波止場野郎 | お宝映画・番組私的見聞録

波止場野郎

前項で名前が出たついでに小野透について調べてみた。自分は美空ひばりにあまり興味がなかったこともあり、その実弟・小野透についても名前を知っている程度なのである。
小野透は57年に16歳で歌手デビューし、翌年には東映に入社、主にひばりの映画に顔を出していた。幼い頃からスイング・ビーバーズの小野満にジャズを学んでおり、芸名はそこからきているのだろう。ちなみに美空ひばりと小野満は婚約していたことがある(まもなく破棄)。

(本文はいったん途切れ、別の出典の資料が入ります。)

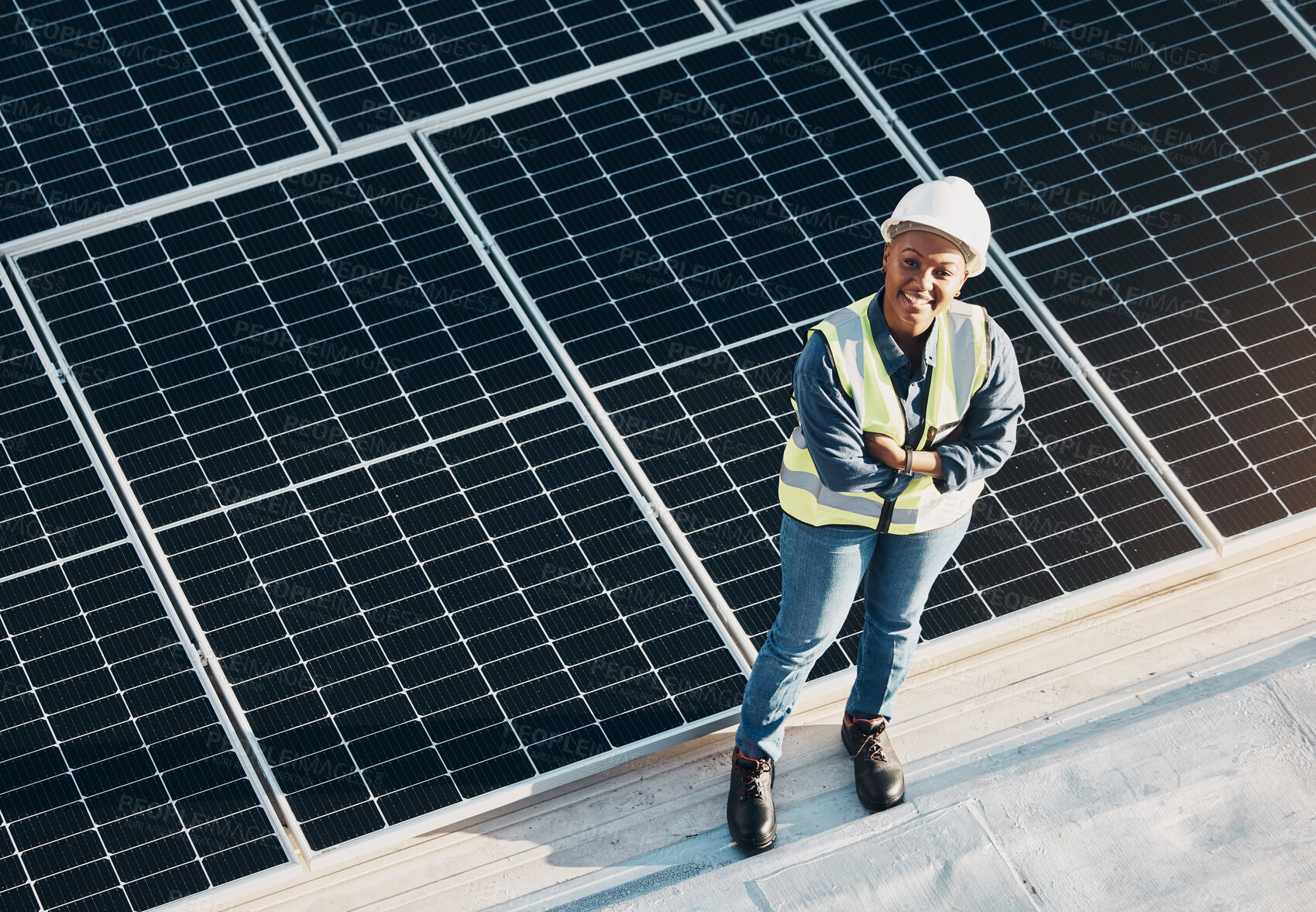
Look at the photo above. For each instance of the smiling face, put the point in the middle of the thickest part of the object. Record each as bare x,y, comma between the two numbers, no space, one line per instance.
924,271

60年、第二東映(ニュー東映)が設立されたことにより、小野透の主演映画も何本か制作されている。その中から「波止場野郎」(60年)をピックアップしてみたい。
本作はアクション映画で、だいたい秘密捜査官とか探偵とかが主役になるケースが多いが、小野はまだ10代であり、見た目も不良っぽい感じなこともあってか、警察とつきあいのある若者といったような設定だ。「七人の刑事」堀雄二がここでも刑事の役である。神田隆も刑事だが、実は悪のボスという設定。そして前項の「悪魔の手毬唄」でも共演していた北原しげみ。おそらく小野とは一番多く共演した女優ではないだろうか。他には久保菜穂子、永田靖、曽根晴美、植村謙二郎、山本麟一、ユセフ・トルコ、後に議員となる山東昭子、「事件記者」の清村耕次などが出演している。

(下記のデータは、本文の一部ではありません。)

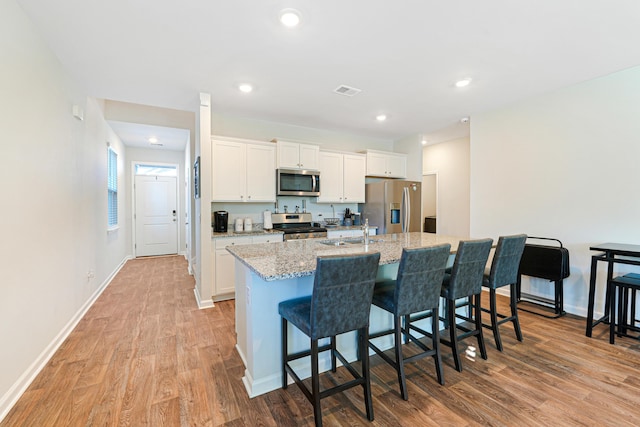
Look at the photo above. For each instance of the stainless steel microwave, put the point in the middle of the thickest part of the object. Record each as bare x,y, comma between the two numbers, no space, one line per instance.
296,182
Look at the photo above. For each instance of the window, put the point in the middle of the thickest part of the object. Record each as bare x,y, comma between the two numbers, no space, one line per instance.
155,170
112,187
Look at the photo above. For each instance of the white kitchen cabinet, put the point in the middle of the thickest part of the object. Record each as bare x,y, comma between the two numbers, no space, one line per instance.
224,263
345,234
291,155
342,177
386,164
261,173
355,167
243,172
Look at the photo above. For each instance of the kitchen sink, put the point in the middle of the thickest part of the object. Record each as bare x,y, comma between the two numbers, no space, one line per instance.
349,241
333,242
360,241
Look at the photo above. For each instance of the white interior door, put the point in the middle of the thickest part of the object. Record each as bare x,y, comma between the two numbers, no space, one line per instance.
156,215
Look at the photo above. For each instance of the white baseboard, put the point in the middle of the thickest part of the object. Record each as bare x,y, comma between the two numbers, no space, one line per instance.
20,386
202,303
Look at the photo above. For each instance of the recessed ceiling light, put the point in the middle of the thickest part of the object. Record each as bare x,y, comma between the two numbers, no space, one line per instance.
463,82
245,88
290,18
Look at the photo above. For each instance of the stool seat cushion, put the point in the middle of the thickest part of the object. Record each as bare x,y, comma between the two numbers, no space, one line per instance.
298,312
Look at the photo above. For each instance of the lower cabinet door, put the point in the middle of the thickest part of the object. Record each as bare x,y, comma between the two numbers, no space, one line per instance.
225,273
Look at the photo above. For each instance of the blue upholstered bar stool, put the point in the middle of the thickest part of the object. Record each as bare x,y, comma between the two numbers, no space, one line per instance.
504,272
340,302
416,289
465,281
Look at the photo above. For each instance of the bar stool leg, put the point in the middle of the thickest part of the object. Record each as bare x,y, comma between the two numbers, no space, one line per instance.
514,311
494,318
399,359
451,320
435,342
366,373
315,384
285,350
478,322
611,300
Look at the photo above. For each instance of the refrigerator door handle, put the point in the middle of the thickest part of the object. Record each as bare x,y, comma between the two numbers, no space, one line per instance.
406,210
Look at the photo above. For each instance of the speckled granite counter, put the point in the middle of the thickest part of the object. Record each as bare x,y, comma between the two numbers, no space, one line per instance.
297,258
267,274
255,232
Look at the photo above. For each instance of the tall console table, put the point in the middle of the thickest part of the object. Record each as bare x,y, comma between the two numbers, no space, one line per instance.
611,254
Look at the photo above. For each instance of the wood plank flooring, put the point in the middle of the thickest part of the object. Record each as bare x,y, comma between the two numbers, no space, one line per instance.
144,354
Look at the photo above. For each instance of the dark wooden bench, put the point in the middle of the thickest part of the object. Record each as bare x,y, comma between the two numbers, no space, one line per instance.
550,262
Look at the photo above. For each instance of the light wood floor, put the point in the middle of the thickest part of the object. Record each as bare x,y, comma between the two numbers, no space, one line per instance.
145,355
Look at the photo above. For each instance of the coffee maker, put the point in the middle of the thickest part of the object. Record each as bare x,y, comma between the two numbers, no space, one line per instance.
220,220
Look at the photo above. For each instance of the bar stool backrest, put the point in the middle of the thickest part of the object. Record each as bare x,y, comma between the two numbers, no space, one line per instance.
506,261
342,293
468,268
419,278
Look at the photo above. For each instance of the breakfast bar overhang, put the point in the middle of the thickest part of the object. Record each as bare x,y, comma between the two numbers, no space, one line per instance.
267,274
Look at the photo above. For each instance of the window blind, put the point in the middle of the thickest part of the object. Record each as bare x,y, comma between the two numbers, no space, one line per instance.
112,187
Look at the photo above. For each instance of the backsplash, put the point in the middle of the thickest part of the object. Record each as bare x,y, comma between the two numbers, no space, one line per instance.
255,210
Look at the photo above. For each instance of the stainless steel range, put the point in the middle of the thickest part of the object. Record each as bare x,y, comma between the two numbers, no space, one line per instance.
297,226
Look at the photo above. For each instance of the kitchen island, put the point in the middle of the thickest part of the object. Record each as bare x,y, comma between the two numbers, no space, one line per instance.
269,273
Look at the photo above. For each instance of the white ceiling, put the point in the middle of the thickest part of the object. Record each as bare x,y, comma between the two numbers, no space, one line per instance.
403,55
137,135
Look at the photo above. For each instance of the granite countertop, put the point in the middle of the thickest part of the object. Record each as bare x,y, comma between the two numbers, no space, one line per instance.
297,258
347,227
254,232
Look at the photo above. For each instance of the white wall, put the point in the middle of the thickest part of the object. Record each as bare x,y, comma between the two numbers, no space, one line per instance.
563,165
412,147
262,130
450,160
54,203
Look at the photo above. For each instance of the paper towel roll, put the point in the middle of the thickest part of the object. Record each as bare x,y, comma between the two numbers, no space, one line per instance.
267,224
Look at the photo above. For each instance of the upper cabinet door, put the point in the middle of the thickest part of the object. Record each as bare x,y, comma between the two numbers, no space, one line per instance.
354,183
309,157
292,155
331,177
397,166
376,164
288,155
229,171
386,164
261,173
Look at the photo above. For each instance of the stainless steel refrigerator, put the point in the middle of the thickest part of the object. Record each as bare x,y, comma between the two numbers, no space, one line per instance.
393,206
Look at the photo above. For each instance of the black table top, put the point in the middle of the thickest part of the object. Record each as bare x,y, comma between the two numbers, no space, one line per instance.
618,249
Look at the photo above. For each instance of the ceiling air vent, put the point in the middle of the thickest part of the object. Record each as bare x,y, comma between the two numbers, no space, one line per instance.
347,90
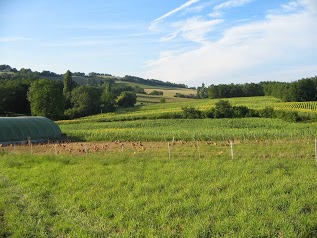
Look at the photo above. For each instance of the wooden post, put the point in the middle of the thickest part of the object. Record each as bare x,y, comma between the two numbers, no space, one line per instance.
316,149
30,144
231,148
198,149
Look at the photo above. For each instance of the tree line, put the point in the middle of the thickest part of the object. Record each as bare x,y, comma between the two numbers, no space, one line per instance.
65,99
223,109
298,91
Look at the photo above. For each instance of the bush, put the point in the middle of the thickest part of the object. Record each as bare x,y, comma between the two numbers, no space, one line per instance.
267,112
287,116
191,113
155,92
223,109
127,99
240,111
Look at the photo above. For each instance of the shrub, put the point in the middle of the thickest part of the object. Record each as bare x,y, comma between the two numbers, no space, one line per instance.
191,113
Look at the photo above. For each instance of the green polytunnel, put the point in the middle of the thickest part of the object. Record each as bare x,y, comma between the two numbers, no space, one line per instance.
19,129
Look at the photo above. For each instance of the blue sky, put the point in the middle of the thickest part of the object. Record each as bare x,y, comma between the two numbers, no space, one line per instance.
182,41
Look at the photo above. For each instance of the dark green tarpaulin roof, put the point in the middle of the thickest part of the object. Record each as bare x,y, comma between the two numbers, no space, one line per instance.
21,128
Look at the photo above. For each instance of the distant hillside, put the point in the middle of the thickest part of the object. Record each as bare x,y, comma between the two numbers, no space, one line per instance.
7,72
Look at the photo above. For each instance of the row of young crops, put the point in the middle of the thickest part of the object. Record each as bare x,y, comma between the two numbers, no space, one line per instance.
190,129
174,110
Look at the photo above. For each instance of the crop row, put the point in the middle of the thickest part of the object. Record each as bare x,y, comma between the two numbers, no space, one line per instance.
190,129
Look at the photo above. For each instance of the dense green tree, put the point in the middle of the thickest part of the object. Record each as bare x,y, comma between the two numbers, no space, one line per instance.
126,99
86,101
13,96
223,109
68,87
191,113
46,99
202,92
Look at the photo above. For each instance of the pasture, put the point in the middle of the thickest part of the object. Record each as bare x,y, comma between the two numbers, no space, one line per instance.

61年になっても、「銀座野郎」とか「台風息子」シリーズなど、小野透の主演作は作られており、通算で10本以上もの主演作があったのは意外に感じる。しかしニュー東映の解散により、主演作がなくなってしまい、62年にはさっさと引退してしまうのである。一度主役になってしまい、ランクダウンするのがイヤだったのだろうか。

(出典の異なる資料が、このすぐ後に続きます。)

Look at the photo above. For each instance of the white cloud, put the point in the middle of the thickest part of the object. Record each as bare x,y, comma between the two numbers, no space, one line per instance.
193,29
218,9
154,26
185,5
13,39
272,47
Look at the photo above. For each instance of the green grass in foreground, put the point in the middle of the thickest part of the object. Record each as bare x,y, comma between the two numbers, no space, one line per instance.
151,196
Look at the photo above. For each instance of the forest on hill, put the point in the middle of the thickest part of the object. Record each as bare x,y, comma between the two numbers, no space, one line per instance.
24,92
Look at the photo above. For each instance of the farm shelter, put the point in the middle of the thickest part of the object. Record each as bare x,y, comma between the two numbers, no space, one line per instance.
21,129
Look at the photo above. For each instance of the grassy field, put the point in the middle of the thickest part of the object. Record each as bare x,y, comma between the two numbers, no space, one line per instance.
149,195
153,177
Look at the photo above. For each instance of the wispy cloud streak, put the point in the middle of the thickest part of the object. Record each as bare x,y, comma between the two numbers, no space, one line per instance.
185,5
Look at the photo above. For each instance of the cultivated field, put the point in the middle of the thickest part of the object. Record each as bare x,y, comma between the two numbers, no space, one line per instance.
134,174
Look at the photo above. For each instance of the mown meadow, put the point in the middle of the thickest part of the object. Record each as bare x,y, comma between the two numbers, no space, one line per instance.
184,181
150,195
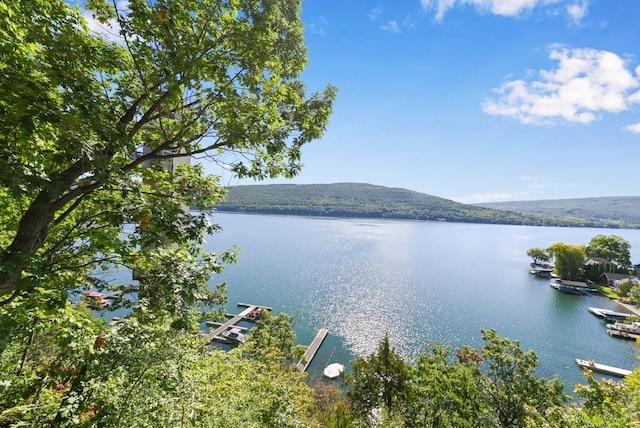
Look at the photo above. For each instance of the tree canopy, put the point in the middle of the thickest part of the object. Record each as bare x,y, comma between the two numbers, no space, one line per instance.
613,248
94,130
538,255
568,260
88,122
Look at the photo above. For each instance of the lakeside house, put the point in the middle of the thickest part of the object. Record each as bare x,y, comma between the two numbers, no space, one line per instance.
614,280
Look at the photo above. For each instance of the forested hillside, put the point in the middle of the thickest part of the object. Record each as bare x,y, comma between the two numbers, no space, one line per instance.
369,201
622,209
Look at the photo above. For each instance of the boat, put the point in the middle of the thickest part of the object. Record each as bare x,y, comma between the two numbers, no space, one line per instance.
568,287
633,328
542,272
333,370
610,315
233,334
623,334
602,368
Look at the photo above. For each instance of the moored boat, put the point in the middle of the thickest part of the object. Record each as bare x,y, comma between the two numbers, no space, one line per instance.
233,334
610,315
623,334
602,368
569,287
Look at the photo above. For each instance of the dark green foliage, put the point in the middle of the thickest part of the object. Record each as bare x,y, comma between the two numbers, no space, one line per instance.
380,381
495,386
369,201
568,260
538,255
613,248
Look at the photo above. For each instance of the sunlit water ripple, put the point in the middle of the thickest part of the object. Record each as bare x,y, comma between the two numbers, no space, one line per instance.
419,282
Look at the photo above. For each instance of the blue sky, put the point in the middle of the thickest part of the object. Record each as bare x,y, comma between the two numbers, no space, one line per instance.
478,100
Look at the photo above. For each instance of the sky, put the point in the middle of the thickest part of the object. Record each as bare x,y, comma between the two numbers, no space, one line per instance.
477,100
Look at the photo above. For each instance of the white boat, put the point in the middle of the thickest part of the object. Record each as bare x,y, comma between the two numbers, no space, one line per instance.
602,368
233,334
333,370
633,328
609,314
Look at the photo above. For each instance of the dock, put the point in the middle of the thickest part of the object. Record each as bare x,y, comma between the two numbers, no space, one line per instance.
311,350
216,334
608,314
602,368
623,334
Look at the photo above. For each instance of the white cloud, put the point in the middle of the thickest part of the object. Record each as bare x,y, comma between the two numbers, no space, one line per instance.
586,82
318,25
392,26
375,13
576,9
633,128
109,30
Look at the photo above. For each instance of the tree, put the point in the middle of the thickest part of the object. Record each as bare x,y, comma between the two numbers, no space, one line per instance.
379,381
613,248
538,255
510,386
89,128
568,260
83,115
491,387
446,392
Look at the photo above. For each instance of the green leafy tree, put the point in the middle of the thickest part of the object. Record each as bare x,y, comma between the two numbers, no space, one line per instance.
493,387
510,387
568,260
538,255
613,248
83,116
379,382
92,128
446,392
274,340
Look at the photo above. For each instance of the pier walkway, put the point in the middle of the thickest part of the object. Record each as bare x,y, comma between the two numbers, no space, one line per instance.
311,350
216,334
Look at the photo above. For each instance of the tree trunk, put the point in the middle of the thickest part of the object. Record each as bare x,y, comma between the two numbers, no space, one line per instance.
31,234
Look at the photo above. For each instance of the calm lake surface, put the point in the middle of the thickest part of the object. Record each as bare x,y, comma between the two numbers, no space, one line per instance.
419,281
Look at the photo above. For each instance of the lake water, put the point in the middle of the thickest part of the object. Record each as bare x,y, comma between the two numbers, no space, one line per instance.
420,282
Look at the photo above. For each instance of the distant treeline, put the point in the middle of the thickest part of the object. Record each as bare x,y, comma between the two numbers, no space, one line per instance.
369,201
622,209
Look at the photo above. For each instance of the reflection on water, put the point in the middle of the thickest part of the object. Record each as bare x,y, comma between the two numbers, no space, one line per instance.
419,282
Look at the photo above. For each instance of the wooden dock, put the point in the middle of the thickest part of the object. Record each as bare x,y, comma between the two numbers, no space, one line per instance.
311,350
216,334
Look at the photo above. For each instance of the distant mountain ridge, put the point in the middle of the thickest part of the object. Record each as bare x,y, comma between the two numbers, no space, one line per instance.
371,201
622,209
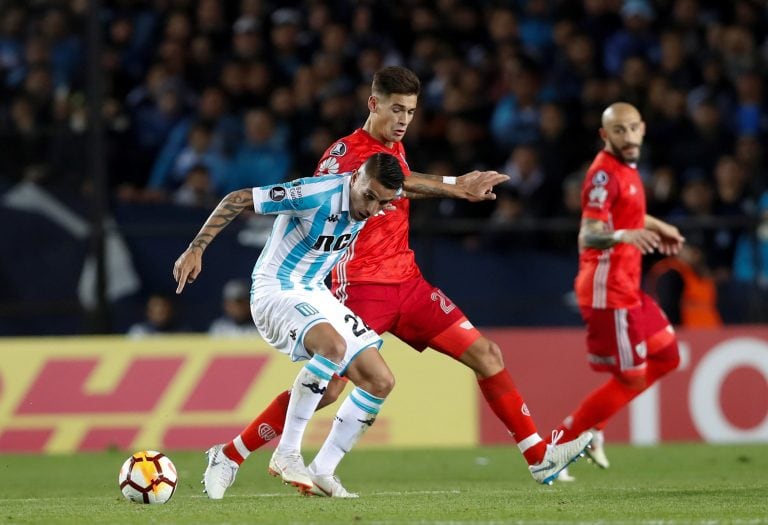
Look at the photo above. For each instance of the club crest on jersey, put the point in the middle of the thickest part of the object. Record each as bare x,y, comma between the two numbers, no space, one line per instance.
338,149
597,196
329,166
600,178
277,193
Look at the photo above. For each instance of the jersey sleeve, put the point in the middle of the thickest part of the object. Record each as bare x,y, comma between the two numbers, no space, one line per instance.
598,194
342,157
297,197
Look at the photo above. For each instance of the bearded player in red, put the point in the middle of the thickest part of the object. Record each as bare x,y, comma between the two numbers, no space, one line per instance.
628,335
379,280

その後のお騒がせっぷりは前項でも触れたとおりだが、身近に田岡組長らがいて、ヤクザの道に流れていったのは自然のことだったのかもしれない。かとう哲也として芸能界に復帰しているが、作曲家としても活動しており、こちらは小野透名義で行っていたようだ。
しかし、83年に42歳の若さで急逝している。